My feelings now are that that perspective on caching is wrong, or at least incomplete. Having worked on software recently chiefly concerned with moving data between object storage, disk, and memory, I think now caching is probably best understood as a tool for making software simpler.
Something that always struck me as weird is, how come we have all these pre-baked caching algorithms, LRU, LFU, and so on. It seems like for my application I should have a much more fine-grained understanding of how things should work. Why am I outsourcing the understanding of my data to a generic "policy?" If I fetch some data, it seems like I know whether I'll need that data again in the near future, so I should explicitly be telling the system whether or not to hold on to it, and for how long.
One good reason is that it's a clean abstraction boundary!

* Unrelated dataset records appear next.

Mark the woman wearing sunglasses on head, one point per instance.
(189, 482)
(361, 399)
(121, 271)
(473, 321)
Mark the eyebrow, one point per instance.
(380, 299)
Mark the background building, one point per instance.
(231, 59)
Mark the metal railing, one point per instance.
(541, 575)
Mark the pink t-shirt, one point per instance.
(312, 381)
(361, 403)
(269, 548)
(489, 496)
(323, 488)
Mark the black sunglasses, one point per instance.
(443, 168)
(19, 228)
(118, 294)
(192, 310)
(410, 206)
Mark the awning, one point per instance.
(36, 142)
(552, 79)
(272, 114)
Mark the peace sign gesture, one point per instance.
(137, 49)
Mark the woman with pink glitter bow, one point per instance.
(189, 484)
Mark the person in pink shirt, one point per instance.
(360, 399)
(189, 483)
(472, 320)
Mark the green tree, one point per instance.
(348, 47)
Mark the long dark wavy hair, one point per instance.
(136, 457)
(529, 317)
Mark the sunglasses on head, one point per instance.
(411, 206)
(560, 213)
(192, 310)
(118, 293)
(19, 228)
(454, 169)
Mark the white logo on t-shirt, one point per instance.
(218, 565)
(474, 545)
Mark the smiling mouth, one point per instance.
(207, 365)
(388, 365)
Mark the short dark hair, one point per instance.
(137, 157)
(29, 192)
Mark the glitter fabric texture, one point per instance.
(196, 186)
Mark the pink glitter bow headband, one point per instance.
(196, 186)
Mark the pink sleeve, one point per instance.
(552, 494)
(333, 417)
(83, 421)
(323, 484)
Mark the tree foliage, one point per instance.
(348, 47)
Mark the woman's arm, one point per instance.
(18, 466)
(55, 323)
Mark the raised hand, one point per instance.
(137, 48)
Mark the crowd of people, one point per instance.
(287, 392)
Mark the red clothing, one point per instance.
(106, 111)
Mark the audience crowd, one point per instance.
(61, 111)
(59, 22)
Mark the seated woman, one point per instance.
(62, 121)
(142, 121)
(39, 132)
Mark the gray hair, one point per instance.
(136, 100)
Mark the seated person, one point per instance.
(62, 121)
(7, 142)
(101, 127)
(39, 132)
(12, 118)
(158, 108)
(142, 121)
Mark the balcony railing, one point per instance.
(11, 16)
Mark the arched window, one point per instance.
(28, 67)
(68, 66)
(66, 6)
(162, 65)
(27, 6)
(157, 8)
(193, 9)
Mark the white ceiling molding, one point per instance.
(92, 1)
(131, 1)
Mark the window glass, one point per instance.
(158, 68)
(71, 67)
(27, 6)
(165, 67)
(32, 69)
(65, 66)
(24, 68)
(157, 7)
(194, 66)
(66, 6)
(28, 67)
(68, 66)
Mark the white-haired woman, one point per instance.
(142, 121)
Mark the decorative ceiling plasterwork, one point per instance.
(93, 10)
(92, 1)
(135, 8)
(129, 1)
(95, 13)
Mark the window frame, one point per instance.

Coming to caching from the belief that "I will personally manage when my data needs to be stored in faster storage" rather than the "naïve" belief ("I will go to disk every time"), caching much more resembles an abstraction rather than an optimization.
Two programs could have similar behaviour but structured very differently, the difference being that one utilizes caching as an abstraction and one explicitly has the concept of different tiers of storage.
As an existence proof, if you look at the systems, databases, which have to carefully manage the dance between memory and disk, you'll find they work this way. The way a buffer pool works is that any time you try to read data you first pull it into memory if it's not already there. The way OS disk access works is that any data you read first gets pulled into the page cache (unless you're using direct IO).
(As an aside that calculus may change somewhat for many workloads, with ever faster SSDs and ever faster APIs for accessing them, but that’s a story for a different time.)
My takeaway from this is that it's a reminder that it's possible to come up with a design that works, and that satisfies the functional requirements of a system from the perspective of "having adequate fast access to the data it needs" that nonetheless could be designed more cleanly and having more separated concerns.
Of course there are downsides to this particular abstraction, classically the OS page cache and fsync
causes a lot of problems via misuse. It raises the question of "are these concerns truly separate."
Whenever I heard about people understanding caching algorithms better and spending more time on caching algorithms, it often seemed to me like a misdirection. This isn't the problem you want to solve, the problem you want to solve is "I want my data in fast storage as often as possible," not "I want to game this system that is holding my data access hostage." It feels like an unholy manipulation of implementation details secondary to what I actually want to do.
But I think two things are true that make this belief incorrect:
- Data access is sufficiently unpredictable in real-world workload that we are forced to rely on heuristics, and fitting of heuristics, that we have to do this in any remotely realistic system. The belief that I'm doing this to the exclusion of some smarter, bespoke data movement strategy is an illusion.
- Caching is in fact, such a good abstraction, that it merits this kind of arcane study to make it function better in practice. Caching can not fail, it can only be failed.
Maybe it's the curse of very successful abstractions that they're invisible until they hurt you, which means it's easy to undervalue them and in cases like mine, not even realize they're abstractions in the first place.